Georgetown, Guyana – (September 7, 2019) Forty-six adolescent and out-of- school youths from 14 Cuyuni-Mazaruni (Region Seven) communities, yesterday, graduated from an Information and Communication Technology (ICT) workshop spearheaded by First Lady, Mrs. Sandra Granger.
Minister of State, Mrs. Dawn Hastings-Williams, also attended the ceremony, which was hosted at the Kamarang Primary School by 30 D.C Caesar Fox Secondary School students, who participated in a two-day STEM Guyana Robotics camp at Waramadong village.
Delivering her charge to the graduates, the First Lady emphasised the Government’s efforts to provide equal access to education to students in the hinterland and those on the coastland.
“Regardless of where you live in Guyana, you are living in the modern world and you have to be equipped to deal with it and this is why this programme is so important and is certified by the Board of Industrial Training…We have to start going to our interior locations so that the young people understand and can come to grips with technology and the knowledge that they need to perform in the modern world, because once we get technology, you will be able to communicate across your villages… and throughout the world, without having to leave your home. You can work from home [and]you can create and share ideas …All of that you are going to learn through this,” Mrs. Granger said.
The almost month-long workshop was held in Kamarang.
Additionally, the First Lady donated two Robotic kits to the D.C Caesar Fox Secondary School, which subsequently received two more kits from Minister Hastings-Williams.
The Minister, in her remarks, said the ICT workshop is testimony of President David Granger’s vision and the Government’s policy on science and technology. She informed that through the Government, there is special funding available for science and technology initiatives.
“The Government of Guyana, under His Excellency, has established what we call NEST… [which] simply means National Endowment for Science and Technology. It is a special fund that the President puts aside every year and if a community or a school requests laptops or anything to do with science and technology, there is this special fund that the Ministry of the Presidency has to boost you up and fund some of the programs that you have,” Minister Hastings-Williams said.
She also told the participants that they were not lesser people because of their race or culture. “You are not inferior because you are Indigenous, if you are given the opportunities and the encouragement, the skills and tools and equipment, you can make it like anybody else,” she said.
Meanwhile, participant Ms. Barbalee John, speaking on behalf of the students, said that the workshop has boosted their confidence.
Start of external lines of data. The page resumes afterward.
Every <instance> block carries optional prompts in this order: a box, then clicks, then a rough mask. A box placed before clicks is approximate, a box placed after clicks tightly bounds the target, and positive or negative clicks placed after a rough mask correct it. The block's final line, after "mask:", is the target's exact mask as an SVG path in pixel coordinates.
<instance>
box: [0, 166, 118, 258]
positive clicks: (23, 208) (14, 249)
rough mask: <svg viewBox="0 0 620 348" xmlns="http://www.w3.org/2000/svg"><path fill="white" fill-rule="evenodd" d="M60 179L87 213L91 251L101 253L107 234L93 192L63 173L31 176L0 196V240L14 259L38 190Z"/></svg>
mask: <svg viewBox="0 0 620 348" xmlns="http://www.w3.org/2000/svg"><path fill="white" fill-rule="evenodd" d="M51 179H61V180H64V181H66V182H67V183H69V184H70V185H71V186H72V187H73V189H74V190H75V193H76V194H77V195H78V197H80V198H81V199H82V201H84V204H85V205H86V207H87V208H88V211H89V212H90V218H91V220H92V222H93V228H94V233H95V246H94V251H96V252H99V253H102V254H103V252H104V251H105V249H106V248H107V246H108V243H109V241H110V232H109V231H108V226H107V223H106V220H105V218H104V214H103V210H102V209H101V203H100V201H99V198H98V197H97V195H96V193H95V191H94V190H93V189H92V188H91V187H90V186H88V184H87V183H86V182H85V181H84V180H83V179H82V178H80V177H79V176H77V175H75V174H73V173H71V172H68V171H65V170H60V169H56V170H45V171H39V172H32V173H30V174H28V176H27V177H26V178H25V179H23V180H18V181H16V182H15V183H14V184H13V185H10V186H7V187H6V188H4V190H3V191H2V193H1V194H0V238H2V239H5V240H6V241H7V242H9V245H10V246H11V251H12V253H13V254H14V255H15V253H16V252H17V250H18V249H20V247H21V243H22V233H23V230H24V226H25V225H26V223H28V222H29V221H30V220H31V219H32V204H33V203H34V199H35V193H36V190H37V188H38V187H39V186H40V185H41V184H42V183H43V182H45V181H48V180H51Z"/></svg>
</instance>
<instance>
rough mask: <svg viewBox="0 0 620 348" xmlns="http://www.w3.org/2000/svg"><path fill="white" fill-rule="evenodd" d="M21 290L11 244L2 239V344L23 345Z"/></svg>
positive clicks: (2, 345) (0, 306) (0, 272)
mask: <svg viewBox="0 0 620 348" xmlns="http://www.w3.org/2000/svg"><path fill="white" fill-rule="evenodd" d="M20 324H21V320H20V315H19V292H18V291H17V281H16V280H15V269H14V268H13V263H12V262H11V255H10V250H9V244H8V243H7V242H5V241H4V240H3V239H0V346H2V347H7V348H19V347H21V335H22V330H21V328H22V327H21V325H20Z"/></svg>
“We are now confident to work and develop our communities and our country … I want to say that we the youths of Upper- Mazaruni will become successful business owners and I have learnt that as business persons we sell solutions,” she said.
Regional Chairman of Cuyuni- Mazaruni (Region Seven), Mr. Gordon Bradford and other senior representatives of the Region; Chief Executive Officer of BIT, Mr. Richard Maughn and Vice Chairman of BIT, Mr. Donald Ainsworth also attended the ceremony.